Let's now visualize the cost curve and find the optimal threshold, and further, evaluate the model's performance using the optimal threshold.

In [None]:
def plot_objective_score_curve(tuned_model, ax):
    ax.plot(
        tuned_model.cv_results_["thresholds"],
        tuned_model.cv_results_["scores"],
        color="tab:orange",
    )
    ax.plot(
        tuned_model.best_threshold_,
        tuned_model.best_score_,
        "o",
        markersize=10,
        color="tab:orange",
        label="Optimal cut-off point for the business metric",
    )
    ax.legend()
    ax.set_xlabel("Decision threshold (probability)")
    ax.set_ylabel("Monetary gains")
    ax.set_title("Business metric as a function of the decision threshold")

fig, axs = plt.subplots(1, 2, figsize=(12, 6))
plot_precision_recall_curve(tuned_model, axs[0], "GBM", tuned_model.best_threshold_)
plot_objective_score_curve(tuned_model, axs[1])


Have we improved the model's performance by tuning the decision threshold?

In [None]:
print(f"Accuracy: {scores['accuracy'](tuned_model, X_test, y_test)}")
print(f"Precision: {scores['precision'](tuned_model, X_test, y_test)}")
print(f"Recall: {scores['recall'](tuned_model, X_test, y_test)}")
print(f"Business cost metric: {scores['monetary_gains'](tuned_model, X_test, y_test)}")

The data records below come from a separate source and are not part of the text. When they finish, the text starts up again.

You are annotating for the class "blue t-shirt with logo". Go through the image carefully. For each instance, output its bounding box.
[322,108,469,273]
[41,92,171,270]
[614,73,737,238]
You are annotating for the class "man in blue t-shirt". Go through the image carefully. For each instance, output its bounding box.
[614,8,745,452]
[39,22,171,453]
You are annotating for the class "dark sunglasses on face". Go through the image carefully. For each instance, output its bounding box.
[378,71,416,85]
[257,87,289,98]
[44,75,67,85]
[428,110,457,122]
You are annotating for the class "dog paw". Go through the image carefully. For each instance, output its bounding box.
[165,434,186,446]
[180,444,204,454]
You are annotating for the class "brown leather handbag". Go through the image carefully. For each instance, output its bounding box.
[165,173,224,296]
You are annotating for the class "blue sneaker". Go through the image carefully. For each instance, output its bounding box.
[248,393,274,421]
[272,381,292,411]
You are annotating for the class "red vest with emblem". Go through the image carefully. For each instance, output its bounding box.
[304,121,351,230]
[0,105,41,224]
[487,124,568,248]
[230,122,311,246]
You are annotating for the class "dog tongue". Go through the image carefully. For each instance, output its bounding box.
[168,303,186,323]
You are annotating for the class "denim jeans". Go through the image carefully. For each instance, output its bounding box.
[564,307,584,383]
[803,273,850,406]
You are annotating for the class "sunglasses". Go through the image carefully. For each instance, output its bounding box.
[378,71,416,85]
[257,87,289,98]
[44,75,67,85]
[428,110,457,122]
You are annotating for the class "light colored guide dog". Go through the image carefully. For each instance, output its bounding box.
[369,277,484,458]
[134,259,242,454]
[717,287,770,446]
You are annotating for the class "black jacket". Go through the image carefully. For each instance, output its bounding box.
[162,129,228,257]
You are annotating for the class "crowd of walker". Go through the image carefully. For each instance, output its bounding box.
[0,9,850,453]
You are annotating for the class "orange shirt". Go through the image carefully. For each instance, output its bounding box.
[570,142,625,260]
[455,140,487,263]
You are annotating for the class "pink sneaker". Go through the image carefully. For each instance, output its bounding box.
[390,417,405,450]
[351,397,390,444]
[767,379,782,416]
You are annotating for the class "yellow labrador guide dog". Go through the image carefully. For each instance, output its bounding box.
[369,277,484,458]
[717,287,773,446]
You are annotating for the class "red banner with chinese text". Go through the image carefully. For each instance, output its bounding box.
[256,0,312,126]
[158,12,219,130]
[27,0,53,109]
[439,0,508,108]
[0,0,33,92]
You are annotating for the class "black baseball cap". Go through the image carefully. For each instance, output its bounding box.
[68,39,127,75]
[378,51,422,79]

####  <mark>Food for thought 🤔</mark>

1. Why does the precision recall curve not change for the tuned threshold classifier?
2. The tuned threshold classifier uses cross-validation to find the optimal threshold. What if we want to tune a pre-trained model?
   1. Look at the [documentation](https://scikit-learn.org/1.5/modules/generated/sklearn.model_selection.TunedThresholdClassifierCV.html) for the ```TunedThresholdClassifierCV``` class and see what function arguments you need to change to use a pre-trained model.
   2. Would you use the same dataset to train and tune the threshold? Why or why not?
3. Repeat the above steps for a cost-matrix where the cost of false positives is twice the cost of false negatives. How does the optimal threshold change?